5 Signs You Have Alert Fatigue => Having an application running in production means that they are affecting other people’s lives. It’s a huge responsibility that needs to be well understood before being able to handle an on-call phone.
There are usually two generic ways of knowing if everything is ok with your applications: active monitoring — where you go to the dashboards check for errors and problems, and passive monitoring — commonly called alerts. It’s when a system notifies you about an ongoing issue.
The latter is usually better than the first. You work in the technology sector. As such, you want things to be automatic. Furthermore, it’s better to know that there is a problem right after it starts than only you were casually checking for problems, which can take much longer and, consequently, increasing the impact of the incident.

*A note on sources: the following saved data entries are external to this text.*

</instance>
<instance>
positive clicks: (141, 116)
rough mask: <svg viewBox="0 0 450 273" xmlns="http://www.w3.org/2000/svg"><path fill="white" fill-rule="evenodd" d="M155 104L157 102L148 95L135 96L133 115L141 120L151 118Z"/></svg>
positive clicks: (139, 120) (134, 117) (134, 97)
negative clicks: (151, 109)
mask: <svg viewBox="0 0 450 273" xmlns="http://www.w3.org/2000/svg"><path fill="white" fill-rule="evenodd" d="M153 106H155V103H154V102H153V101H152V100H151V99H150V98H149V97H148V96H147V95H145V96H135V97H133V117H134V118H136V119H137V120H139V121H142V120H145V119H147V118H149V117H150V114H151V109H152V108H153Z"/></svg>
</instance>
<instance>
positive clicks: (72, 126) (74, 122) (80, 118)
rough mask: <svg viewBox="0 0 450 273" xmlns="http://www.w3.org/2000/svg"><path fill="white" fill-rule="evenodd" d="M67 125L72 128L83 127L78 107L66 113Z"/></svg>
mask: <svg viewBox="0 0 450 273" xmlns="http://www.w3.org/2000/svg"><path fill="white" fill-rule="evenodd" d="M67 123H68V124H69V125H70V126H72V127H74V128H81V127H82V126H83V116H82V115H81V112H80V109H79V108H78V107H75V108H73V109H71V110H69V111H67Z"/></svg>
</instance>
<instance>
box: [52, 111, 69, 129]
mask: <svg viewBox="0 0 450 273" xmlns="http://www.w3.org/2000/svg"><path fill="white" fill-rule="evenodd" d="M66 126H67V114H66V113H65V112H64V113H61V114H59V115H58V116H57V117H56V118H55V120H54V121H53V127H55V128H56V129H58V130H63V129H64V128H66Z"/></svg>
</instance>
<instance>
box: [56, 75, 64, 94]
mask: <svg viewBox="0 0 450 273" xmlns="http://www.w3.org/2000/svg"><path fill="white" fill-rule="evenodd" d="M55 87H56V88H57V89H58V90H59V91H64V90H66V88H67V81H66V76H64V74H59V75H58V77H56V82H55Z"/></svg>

You could think that having an alert for every single issue that happens in your system could be the solution for having to check your dashboards to detect any problem.
It’s not the case.
Having the smallest thing triggering an alarm will give you Alert Fatigue. According to Wikipedia, “Alarm fatigue or alert fatigue occurs when one is exposed to a large number of frequent alarms (alerts) and consequently becomes desensitized to them. Desensitization can lead to longer response times or missing important alarms.”
Being overwhelmed by alerts won’t bring you any benefit, not for your application, neither for your health. You won’t give the attention that alerts need, and you’ll feel more tired over time.
Here are five signs that you have alert fatigue, even if you didn’t know it was a thing.
1. You Ignore the Recurrent Alerts
An alert is supposed to be an exception to the rule. You shouldn’t have an alert that regularly triggers, and that requires no manual intervention. Those false positives mean that you should tune your alarms better.
If you start having some alerts that trigger and you are not supposed to do anything, the most common thing to happen is for you to start ignoring the alerts. When this happens, it’s a matter of time until a real alarm pops off, and you ignored it because you thought it was just another fake alert.
2. You Get Angry When a New Alert Pops Out
Having an alarm being triggered isn’t precisely the most beautiful experience in the world. It should make you worried about what’s going on and apprehensive about its impacts.
If it gets to a point when you, instead of being worried, get angry, feeling a wave of frustration for an alarm to be triggered (again), you are no longer caring for your application. You are not hoping for no problems to occur. You are praying for no alarms to be triggered.
3. When a Major Incident Occurs, You Get So Many Alerts That You Lose Track of Them
It will happen one day that you’ll have a significant incident that requires your attention for a good part of the day. Imagine trying to solve a problem with tons of different alarms being triggered every X minutes.
It’s not easy, I know.
You get to a point when you no longer read what alert is being triggered and just acknowledge it to continue searching for the problem.
Eventually, you find the problem. But are all the alarms down? When you look at your alert log, you don’t even know which alerts are already resolved, and which are not. You need to check your systems actively.
4. You Don’t Have a Day Without at Least One Alert
I can’t emphasize this enough: an alarm is supposed to be something exceptional. If you have alarms being triggered every day, you either need to review your alert policy and tune the most common alarms, or you need to check what underlying problem is triggering them. You probably don’t have critical issues every day. Then, why should you get alerts?
When setting an alert, think if it’s worth being be woken up in the middle of the night because of it
5. Don’t Have a Desire to Solve the Problem
The feeling of accomplishment that you get when you find out what’s ruining your application is the best incentive for continuing hunting for problems and deliver the best service possible. However, if you start having more alarms in the queue than you can handle, it will demotivate you. You’ll feel overwhelmed while more alerts enter the line for analysis, ending with you, finally, giving up.
Losing the flame of problem-solving and caring about your applications does no good to anyone.
Passive monitoring is probably the best tool to know when your application has a critical issue going on that needs to be taken care of. It frees you from going to the app dashboards all the time just to know if there is any issue going on at the moment.
Avoid having an alarm ringing at the smallest thing. That is not the goal. If you don’t, you’ll end up being trapped in a cage that you built, and start ignoring what was supposed to be the max priority.
Don’t set up an alarm that you are not willing to research why it is being triggered. A good rule of thumb is only to set a new alarm if you would like to be woken up at 4 am because of it.
Don’t use alerts as a silver bullet. Use them for critical situations, both tech-related (low CPU, disk space, etc.) and business-related.